Efficacy and Safety of Immunosuppression Withdrawal in Pediatric Liver Transplant Recipients: Moving Towards Personalized Management
2020
Background and aims Tolerance is transplantation's holy grail as it denotes allograft health without immunosuppression and its toxicities. Our aim was to determine, among stable long-term pediatric liver transplant recipients, the efficacy and safety of immunosuppression withdrawal to identify operational tolerance. Approach and results We conducted a multi-center, single-arm trial of immunosuppression withdrawal over 36-48 weeks.

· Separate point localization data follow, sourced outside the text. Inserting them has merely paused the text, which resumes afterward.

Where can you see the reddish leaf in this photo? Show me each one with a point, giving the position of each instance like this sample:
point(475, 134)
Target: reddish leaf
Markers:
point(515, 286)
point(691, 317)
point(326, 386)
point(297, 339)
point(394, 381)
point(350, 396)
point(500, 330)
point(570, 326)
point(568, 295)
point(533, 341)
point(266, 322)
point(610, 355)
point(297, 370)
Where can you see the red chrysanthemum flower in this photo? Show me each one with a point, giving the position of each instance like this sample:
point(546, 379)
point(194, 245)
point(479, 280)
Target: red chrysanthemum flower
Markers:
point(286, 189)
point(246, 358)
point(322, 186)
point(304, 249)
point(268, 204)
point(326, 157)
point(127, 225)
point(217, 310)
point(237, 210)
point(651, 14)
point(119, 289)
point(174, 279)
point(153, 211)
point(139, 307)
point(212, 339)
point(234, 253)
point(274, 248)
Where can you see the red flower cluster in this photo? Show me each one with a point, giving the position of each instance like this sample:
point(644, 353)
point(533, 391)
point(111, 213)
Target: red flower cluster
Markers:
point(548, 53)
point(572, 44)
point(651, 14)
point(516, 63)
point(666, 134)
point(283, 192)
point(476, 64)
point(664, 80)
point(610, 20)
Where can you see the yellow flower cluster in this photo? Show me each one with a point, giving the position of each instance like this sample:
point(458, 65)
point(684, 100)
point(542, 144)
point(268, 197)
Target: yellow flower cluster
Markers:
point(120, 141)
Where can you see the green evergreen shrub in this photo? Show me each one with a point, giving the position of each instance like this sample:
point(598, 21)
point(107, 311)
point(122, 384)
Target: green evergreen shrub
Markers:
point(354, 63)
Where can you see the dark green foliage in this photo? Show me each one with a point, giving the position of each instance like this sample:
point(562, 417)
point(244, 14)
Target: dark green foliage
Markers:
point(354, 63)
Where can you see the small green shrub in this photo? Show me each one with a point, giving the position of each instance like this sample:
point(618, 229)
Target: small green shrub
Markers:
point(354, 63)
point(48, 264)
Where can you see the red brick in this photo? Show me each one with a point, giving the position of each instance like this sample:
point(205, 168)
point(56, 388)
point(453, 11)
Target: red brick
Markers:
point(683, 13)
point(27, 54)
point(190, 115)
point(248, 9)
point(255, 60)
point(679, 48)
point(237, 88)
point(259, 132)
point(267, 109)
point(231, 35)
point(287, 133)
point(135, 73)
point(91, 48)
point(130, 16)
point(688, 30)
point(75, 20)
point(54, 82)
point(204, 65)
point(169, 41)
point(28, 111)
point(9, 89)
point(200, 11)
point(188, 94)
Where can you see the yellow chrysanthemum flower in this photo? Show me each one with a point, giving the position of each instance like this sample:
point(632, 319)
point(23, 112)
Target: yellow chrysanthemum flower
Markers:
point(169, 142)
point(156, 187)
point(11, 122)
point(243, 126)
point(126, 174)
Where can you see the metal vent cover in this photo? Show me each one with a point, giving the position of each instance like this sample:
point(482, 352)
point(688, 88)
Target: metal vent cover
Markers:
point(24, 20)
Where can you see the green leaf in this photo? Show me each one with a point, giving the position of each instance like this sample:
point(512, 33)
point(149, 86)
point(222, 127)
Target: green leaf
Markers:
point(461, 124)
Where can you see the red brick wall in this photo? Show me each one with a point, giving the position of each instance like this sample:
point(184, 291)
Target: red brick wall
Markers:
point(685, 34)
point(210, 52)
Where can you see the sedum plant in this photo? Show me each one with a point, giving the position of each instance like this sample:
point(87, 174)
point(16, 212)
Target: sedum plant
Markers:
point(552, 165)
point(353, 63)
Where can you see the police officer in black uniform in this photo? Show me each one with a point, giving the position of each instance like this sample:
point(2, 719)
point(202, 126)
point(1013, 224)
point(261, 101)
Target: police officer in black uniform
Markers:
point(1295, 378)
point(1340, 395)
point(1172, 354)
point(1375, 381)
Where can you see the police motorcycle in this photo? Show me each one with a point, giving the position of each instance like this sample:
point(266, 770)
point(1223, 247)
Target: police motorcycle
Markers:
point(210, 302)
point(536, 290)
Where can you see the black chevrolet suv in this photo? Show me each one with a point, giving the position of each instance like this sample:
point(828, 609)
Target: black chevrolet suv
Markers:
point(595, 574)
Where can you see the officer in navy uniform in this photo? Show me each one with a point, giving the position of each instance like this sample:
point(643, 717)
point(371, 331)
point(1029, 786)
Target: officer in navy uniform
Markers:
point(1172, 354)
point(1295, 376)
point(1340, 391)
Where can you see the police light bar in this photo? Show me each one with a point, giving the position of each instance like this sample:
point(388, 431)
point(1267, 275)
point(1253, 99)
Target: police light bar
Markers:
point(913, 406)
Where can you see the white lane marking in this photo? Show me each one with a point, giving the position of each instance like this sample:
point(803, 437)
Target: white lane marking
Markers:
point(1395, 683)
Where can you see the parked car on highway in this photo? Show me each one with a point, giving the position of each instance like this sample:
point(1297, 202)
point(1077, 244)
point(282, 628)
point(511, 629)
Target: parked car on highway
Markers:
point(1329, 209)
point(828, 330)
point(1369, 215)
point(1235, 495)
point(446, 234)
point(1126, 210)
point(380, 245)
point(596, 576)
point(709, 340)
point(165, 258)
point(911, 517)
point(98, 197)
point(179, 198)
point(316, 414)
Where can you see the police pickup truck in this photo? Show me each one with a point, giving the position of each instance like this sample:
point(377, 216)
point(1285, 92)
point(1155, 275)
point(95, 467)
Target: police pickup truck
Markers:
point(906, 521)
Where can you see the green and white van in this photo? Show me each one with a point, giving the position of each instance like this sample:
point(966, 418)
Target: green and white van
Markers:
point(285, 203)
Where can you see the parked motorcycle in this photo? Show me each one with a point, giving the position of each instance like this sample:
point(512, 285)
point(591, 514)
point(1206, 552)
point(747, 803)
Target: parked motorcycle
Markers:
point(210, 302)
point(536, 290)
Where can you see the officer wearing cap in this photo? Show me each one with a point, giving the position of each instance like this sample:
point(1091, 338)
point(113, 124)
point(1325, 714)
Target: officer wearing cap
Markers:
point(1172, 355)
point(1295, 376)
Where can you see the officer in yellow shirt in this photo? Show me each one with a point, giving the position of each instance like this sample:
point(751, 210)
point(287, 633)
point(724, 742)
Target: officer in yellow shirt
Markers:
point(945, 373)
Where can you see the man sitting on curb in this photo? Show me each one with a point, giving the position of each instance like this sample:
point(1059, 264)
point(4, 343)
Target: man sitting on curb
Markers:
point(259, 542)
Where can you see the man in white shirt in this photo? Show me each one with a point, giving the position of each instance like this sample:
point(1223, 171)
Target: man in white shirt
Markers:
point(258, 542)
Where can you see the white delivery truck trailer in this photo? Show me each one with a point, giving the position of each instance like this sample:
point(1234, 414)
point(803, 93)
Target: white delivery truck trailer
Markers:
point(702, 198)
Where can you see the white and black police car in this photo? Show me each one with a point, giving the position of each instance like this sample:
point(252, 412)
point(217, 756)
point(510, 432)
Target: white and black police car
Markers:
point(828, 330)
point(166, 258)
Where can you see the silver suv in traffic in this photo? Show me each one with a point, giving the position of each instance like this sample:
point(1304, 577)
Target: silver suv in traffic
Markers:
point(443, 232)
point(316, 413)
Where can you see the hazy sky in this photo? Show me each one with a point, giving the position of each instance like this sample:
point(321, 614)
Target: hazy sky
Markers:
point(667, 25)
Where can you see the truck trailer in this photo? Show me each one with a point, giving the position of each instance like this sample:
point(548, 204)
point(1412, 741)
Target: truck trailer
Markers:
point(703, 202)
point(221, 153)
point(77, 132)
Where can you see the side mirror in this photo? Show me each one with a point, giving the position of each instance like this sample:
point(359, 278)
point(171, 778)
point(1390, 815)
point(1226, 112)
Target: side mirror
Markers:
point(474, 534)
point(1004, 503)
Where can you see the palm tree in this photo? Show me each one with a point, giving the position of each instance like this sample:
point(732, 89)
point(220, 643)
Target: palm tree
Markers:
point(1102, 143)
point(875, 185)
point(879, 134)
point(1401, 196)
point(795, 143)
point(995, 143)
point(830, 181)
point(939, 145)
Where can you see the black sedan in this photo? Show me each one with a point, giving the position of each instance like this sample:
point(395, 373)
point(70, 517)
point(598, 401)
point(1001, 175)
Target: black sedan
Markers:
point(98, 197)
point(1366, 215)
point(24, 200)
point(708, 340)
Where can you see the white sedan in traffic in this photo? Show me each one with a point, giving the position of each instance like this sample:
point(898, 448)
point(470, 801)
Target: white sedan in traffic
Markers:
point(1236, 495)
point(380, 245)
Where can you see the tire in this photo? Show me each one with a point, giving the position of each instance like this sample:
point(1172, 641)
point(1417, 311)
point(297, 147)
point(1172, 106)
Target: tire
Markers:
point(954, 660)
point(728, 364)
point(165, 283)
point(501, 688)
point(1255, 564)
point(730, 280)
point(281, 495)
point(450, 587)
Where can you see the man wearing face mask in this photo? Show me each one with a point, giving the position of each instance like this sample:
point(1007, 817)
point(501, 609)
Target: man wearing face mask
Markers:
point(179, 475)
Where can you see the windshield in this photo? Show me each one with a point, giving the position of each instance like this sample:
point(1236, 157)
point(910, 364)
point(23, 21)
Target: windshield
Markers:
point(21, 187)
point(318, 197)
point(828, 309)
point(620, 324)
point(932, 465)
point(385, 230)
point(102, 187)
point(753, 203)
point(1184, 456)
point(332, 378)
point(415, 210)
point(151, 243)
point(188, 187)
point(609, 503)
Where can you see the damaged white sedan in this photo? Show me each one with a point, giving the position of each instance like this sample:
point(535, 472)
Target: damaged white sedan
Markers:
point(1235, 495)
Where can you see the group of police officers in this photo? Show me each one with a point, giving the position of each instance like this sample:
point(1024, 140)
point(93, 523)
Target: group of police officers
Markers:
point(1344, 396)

Liver tests were monitored biweekly (year 1), monthly (year 2) and bimonthly (years 3-4). For-cause biopsies were done at investigators' discretion but mandated when alanine aminotransferase or gamma glutamyl transferase exceeded 100U/L. All subjects underwent final liver biopsy at trial end. The primary efficacy endpoint was operational tolerance, defined by strict biochemical and histological criteria 1 year after stopping immunosuppression. Among 88 subjects (median age 11 years; 39 boys; 57 deceased donor grafts), 33 (37.5%; 95%CI 27.4%, 48.5%) were operationally tolerant, 16 were non-tolerant by histology (met biochemical but failed histological criteria) and 39 were non-tolerant by rejection. Rejection, predicted by subtle liver inflammation in trial entry biopsies, typically (n=32) occurred at ≤32% of the trial entry immunosuppression dose and was treated with corticosteroids (n=32) and/or tacrolimus (n=38) with resolution (liver tests within 1.5X baseline) for all but 1 subject. No death, graft loss, or chronic, severe, or refractory rejection occurred. Neither fibrosis stage nor the expression level of a rejection gene set increased over 4 years for either tolerant or non-tolerant subjects. Conclusions Immunosuppression withdrawal showed that 37.5% of selected pediatric liver transplant recipients were operationally tolerant. Allograft histology did not deteriorate for either tolerant or non-tolerant subjects. The timing and reversibility of failed withdrawal justifies future trials exploring the efficacy, safety, and potential benefits of immunosuppression minimization.